Unfortunately for Mr Brown, this is not how the PPP is generally perceived by the public. By highlighting persistent problems with service on Metronet's lines, the London Mayor, Ken Livingstone, has been much better at getting his message across than the Government. The contractors, their backers and advisers, are roundly accused of profiteering at the public's expense. The irony is that they now looked destined to lose their shirts.

King's not the man for IMF reform

Mervyn King, the Governor of the Bank of England, has unambiguously ruled himself out of the running to succeed Rodrigo Rato as managing director of the International Monetary Fund. Not now, not ever, he seemed to be saying in his statement yesterday, and anyway, he doesn't fancy living outside London.

This will come as a relief to the new Prime Minister, and indeed to financial markets. Post the retirement of Alan Greenspan, there is no other central bank governor as much respected and admired. He is a cornerstone of Britain's new economic stability and it is hard to think of a successor who would command the same authority.

Yet Britain's gain is the IMF's loss, for Mr King has been particularly articulate in identifying what is wrong with today's IMF and fleshing out a reform agenda for the future. He might have had an opportunity to put his ideas into practice. Whatever the outcome, it could not have been worse than the present, near paralysis in the IMF's purpose.

Anyone who follows these matters will be familiar with the problem. The IMF gives the illusion of activity - lots of meetings, lots of press releases, lots of worthy reports and still worthier communiques - but nobody takes any notice. And with good reason: much of it is irrelevant to the modern world.

Even the IMF's core function of bailing out nations in distress is proving increasingly redundant; it has not had to be activated for quite a number of years now. The last bailouts were shambolic. The South-east Asian and Argentinian packages were widely and rightly condemned for the austerity of the conditions they imposed on already economically distressed societies, while much of the money lent to Russia was stolen.

If the IMF is a discredited organisation, it is not entirely surprising. It was designed for a post-war world that no longer exists. It is not just that the shared experience of the Great Depression and two world wars out of which it was born has faded.

As Mr King pointed out in a speech last year, the majority of nations around today didn't even exist at the time of the IMF's creation. In 1946, there were fewer than 80 countries in the world, with the Communist bloc and much of Asia in any case deemed to be outside the global economic system over which the IMF was meant to preside.

Today there are 192 countries represented at the United Nations.
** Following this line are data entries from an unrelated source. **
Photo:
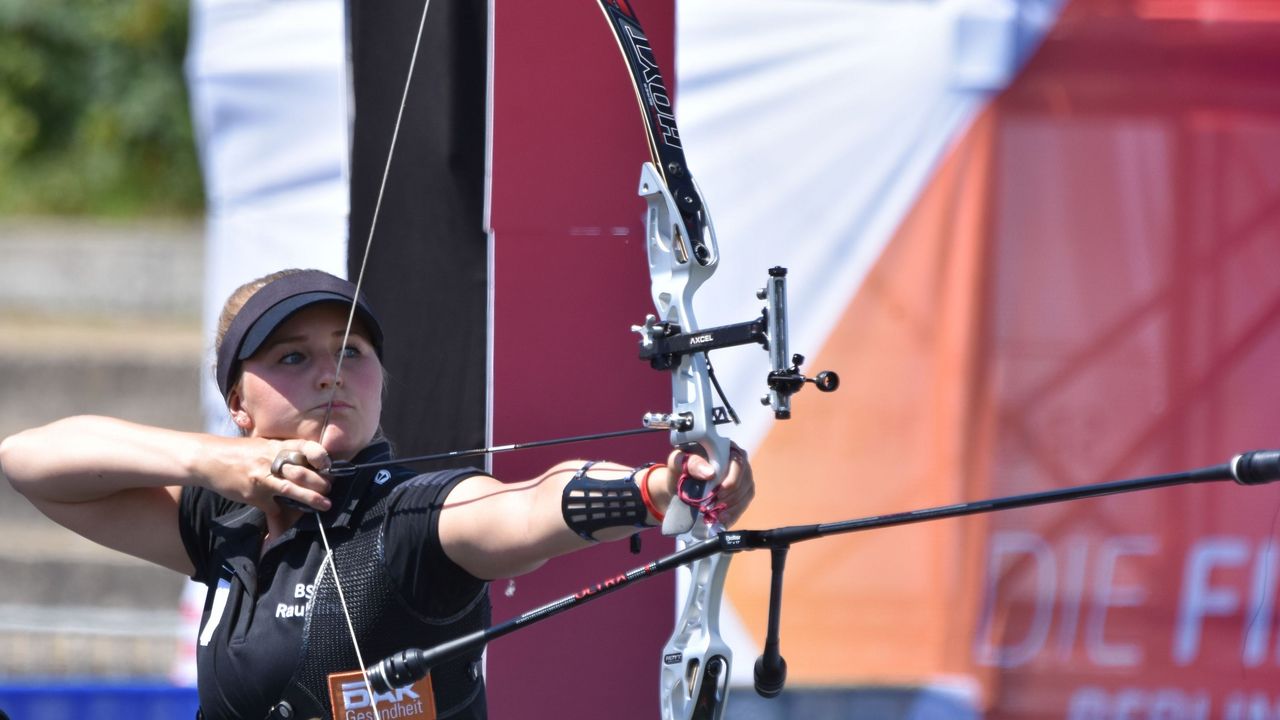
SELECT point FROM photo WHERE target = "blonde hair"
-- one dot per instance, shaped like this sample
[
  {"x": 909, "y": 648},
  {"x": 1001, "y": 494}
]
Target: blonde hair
[{"x": 236, "y": 302}]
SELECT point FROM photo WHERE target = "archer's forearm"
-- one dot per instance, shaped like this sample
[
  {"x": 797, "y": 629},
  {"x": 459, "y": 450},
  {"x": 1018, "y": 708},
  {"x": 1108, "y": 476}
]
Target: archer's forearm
[{"x": 87, "y": 458}]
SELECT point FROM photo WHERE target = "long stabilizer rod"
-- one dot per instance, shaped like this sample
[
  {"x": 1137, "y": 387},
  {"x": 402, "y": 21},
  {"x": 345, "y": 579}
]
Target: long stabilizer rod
[{"x": 410, "y": 665}]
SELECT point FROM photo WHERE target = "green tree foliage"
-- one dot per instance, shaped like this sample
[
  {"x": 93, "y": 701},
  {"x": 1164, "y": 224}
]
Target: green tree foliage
[{"x": 94, "y": 115}]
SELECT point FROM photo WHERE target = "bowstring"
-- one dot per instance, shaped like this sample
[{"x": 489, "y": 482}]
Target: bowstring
[{"x": 346, "y": 337}]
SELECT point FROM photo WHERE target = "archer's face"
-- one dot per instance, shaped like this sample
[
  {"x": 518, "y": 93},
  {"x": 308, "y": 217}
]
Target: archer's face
[{"x": 287, "y": 386}]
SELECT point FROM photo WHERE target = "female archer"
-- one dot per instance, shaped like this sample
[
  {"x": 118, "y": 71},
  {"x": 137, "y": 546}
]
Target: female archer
[{"x": 254, "y": 516}]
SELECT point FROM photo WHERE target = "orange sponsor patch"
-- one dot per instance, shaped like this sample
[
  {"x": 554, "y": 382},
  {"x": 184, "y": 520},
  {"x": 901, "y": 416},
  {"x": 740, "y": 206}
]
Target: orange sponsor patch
[{"x": 348, "y": 695}]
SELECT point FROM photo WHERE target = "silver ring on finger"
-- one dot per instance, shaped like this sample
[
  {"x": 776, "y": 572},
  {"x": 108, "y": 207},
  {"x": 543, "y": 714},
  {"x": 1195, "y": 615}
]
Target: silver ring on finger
[{"x": 287, "y": 458}]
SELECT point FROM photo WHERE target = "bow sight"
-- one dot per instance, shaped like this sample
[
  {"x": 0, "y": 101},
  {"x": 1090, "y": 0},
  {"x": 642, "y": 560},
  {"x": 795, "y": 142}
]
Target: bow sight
[{"x": 663, "y": 343}]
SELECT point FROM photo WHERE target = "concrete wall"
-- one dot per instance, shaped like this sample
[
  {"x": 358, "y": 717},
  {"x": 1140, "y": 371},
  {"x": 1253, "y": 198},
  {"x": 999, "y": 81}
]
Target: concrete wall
[{"x": 104, "y": 319}]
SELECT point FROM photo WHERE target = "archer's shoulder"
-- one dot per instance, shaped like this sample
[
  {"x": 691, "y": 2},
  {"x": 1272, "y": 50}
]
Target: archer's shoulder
[{"x": 432, "y": 488}]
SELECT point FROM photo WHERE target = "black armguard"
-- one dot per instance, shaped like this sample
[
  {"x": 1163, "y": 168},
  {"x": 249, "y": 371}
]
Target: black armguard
[{"x": 590, "y": 504}]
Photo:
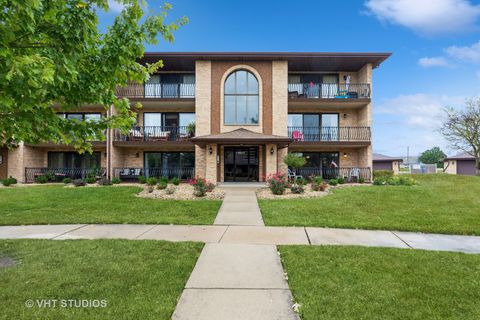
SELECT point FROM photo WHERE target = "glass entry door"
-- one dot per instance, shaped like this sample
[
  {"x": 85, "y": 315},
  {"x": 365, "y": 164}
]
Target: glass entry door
[{"x": 241, "y": 164}]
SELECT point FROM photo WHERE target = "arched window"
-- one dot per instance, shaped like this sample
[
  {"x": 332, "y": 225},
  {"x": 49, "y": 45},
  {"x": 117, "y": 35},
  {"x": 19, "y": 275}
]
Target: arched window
[{"x": 241, "y": 98}]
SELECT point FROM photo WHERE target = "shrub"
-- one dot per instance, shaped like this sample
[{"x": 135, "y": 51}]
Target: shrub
[
  {"x": 151, "y": 181},
  {"x": 170, "y": 190},
  {"x": 200, "y": 187},
  {"x": 277, "y": 183},
  {"x": 175, "y": 181},
  {"x": 79, "y": 183},
  {"x": 383, "y": 174},
  {"x": 9, "y": 181},
  {"x": 297, "y": 188},
  {"x": 333, "y": 182},
  {"x": 41, "y": 179},
  {"x": 104, "y": 181},
  {"x": 164, "y": 179},
  {"x": 162, "y": 185},
  {"x": 91, "y": 180}
]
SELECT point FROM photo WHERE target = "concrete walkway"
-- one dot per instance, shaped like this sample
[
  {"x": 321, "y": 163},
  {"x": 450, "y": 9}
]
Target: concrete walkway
[{"x": 237, "y": 280}]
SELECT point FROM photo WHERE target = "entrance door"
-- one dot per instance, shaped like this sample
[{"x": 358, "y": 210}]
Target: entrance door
[{"x": 241, "y": 164}]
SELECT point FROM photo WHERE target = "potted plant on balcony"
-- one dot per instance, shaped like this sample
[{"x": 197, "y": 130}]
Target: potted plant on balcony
[{"x": 191, "y": 129}]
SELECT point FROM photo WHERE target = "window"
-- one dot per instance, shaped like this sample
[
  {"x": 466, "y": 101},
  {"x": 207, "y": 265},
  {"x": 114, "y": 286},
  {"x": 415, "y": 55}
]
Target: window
[{"x": 241, "y": 98}]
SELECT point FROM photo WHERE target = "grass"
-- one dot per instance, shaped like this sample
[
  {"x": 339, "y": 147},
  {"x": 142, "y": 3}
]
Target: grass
[
  {"x": 138, "y": 279},
  {"x": 440, "y": 203},
  {"x": 57, "y": 205},
  {"x": 378, "y": 283}
]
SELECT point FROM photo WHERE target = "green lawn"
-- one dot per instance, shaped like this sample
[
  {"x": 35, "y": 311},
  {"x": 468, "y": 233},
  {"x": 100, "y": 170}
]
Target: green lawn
[
  {"x": 440, "y": 203},
  {"x": 57, "y": 205},
  {"x": 377, "y": 283},
  {"x": 138, "y": 279}
]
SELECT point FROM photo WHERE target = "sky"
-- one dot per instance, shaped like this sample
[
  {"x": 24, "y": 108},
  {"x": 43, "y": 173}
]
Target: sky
[{"x": 435, "y": 46}]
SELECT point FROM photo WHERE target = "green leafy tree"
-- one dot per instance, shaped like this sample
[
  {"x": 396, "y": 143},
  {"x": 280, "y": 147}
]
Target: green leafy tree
[
  {"x": 294, "y": 160},
  {"x": 53, "y": 58},
  {"x": 462, "y": 129},
  {"x": 432, "y": 156}
]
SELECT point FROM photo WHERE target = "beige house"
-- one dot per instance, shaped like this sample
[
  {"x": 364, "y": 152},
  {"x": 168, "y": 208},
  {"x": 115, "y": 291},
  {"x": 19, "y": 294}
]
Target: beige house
[{"x": 228, "y": 117}]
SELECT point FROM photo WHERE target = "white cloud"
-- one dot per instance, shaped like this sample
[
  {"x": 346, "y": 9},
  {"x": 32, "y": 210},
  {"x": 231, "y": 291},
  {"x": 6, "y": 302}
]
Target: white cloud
[
  {"x": 427, "y": 62},
  {"x": 468, "y": 53},
  {"x": 419, "y": 110},
  {"x": 427, "y": 16},
  {"x": 114, "y": 6}
]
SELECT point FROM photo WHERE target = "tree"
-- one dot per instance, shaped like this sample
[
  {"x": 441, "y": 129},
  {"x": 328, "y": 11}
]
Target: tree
[
  {"x": 433, "y": 156},
  {"x": 54, "y": 58},
  {"x": 462, "y": 129},
  {"x": 294, "y": 160}
]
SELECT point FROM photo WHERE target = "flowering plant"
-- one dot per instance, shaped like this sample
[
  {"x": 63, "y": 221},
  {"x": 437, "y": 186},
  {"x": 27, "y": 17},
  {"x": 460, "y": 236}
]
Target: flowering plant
[{"x": 277, "y": 183}]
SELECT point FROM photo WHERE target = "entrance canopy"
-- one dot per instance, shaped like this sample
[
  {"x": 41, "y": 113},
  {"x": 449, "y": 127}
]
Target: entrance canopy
[{"x": 241, "y": 137}]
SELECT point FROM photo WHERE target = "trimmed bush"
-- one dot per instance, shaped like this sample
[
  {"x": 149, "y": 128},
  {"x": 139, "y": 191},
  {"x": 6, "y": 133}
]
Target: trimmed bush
[
  {"x": 151, "y": 181},
  {"x": 41, "y": 179},
  {"x": 104, "y": 181},
  {"x": 333, "y": 182},
  {"x": 175, "y": 181},
  {"x": 164, "y": 179},
  {"x": 200, "y": 187},
  {"x": 277, "y": 183},
  {"x": 9, "y": 181},
  {"x": 170, "y": 190},
  {"x": 162, "y": 185},
  {"x": 91, "y": 180},
  {"x": 382, "y": 174},
  {"x": 79, "y": 183}
]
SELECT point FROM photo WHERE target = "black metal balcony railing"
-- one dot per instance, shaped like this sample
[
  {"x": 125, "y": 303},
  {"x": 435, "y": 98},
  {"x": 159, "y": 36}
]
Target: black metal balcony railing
[
  {"x": 350, "y": 174},
  {"x": 329, "y": 90},
  {"x": 58, "y": 174},
  {"x": 310, "y": 134},
  {"x": 158, "y": 90},
  {"x": 129, "y": 173},
  {"x": 155, "y": 133}
]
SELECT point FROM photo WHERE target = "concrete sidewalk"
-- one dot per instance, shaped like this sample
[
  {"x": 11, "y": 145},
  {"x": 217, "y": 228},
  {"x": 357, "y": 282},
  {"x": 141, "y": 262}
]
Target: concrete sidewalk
[{"x": 248, "y": 235}]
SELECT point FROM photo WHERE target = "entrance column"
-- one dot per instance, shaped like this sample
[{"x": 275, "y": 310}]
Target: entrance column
[
  {"x": 211, "y": 151},
  {"x": 270, "y": 159}
]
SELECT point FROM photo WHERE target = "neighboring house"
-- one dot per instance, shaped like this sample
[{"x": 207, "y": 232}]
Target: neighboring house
[
  {"x": 229, "y": 117},
  {"x": 383, "y": 162},
  {"x": 463, "y": 163}
]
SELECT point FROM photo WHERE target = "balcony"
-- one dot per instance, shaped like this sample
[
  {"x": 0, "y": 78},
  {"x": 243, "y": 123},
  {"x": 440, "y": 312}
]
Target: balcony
[
  {"x": 331, "y": 135},
  {"x": 350, "y": 174},
  {"x": 58, "y": 174},
  {"x": 155, "y": 134},
  {"x": 157, "y": 91},
  {"x": 132, "y": 174},
  {"x": 328, "y": 91}
]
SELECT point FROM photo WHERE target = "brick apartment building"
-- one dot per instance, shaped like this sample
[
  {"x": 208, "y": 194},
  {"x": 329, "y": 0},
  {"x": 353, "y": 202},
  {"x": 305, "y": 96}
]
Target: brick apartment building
[{"x": 227, "y": 117}]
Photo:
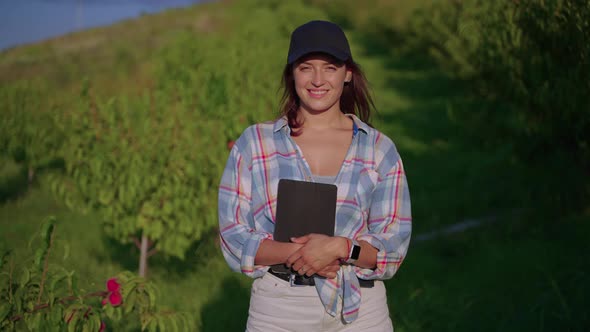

Most of them see no reason why they should abide by governance arrangements they played no part in establishing. Whether or not the IMF is a tool of American foreign policy, that is how it is seen in some parts of the world. Not that the IMF has been entirely frozen in time as the world has changed around it. Mr Rato's resignation comes mid way through a programme of reform which addresses some of Mr King's concerns. Already there is agreement for a radical overhaul of the surveillance mandate. There also seems to be some progress in reforming the structure of shareholdings, so as to give developing areas of the world a greater say.

All these initiatives need to be accelerated and built upon by whoever is chosen to succeed Mr Rato. There is much wrong with the IMF, but it remains the best hope we've got of an international organisation capable of becoming a ruling body for today's super charged, global economy. To scrap it and start again would be both wasteful and unnecessary. Rather, it needs sensible reform which acknowledges its limitations and produces a more authorative consensus.

Yet it is no surprise that Mr King should find the post a temptation he can refuse. During one of his set tos with Tony Blair, Gordon Brown was similarly cast as a shoo-in for the IMF job should he want it. In the end, he chose the cut and thrust of domestic politics to the paralysis of the world stage. However global the world economy becomes, policy - even on matters such as trade and the environment best determined collectively between nations - is always likely to be determined more locally than internationally.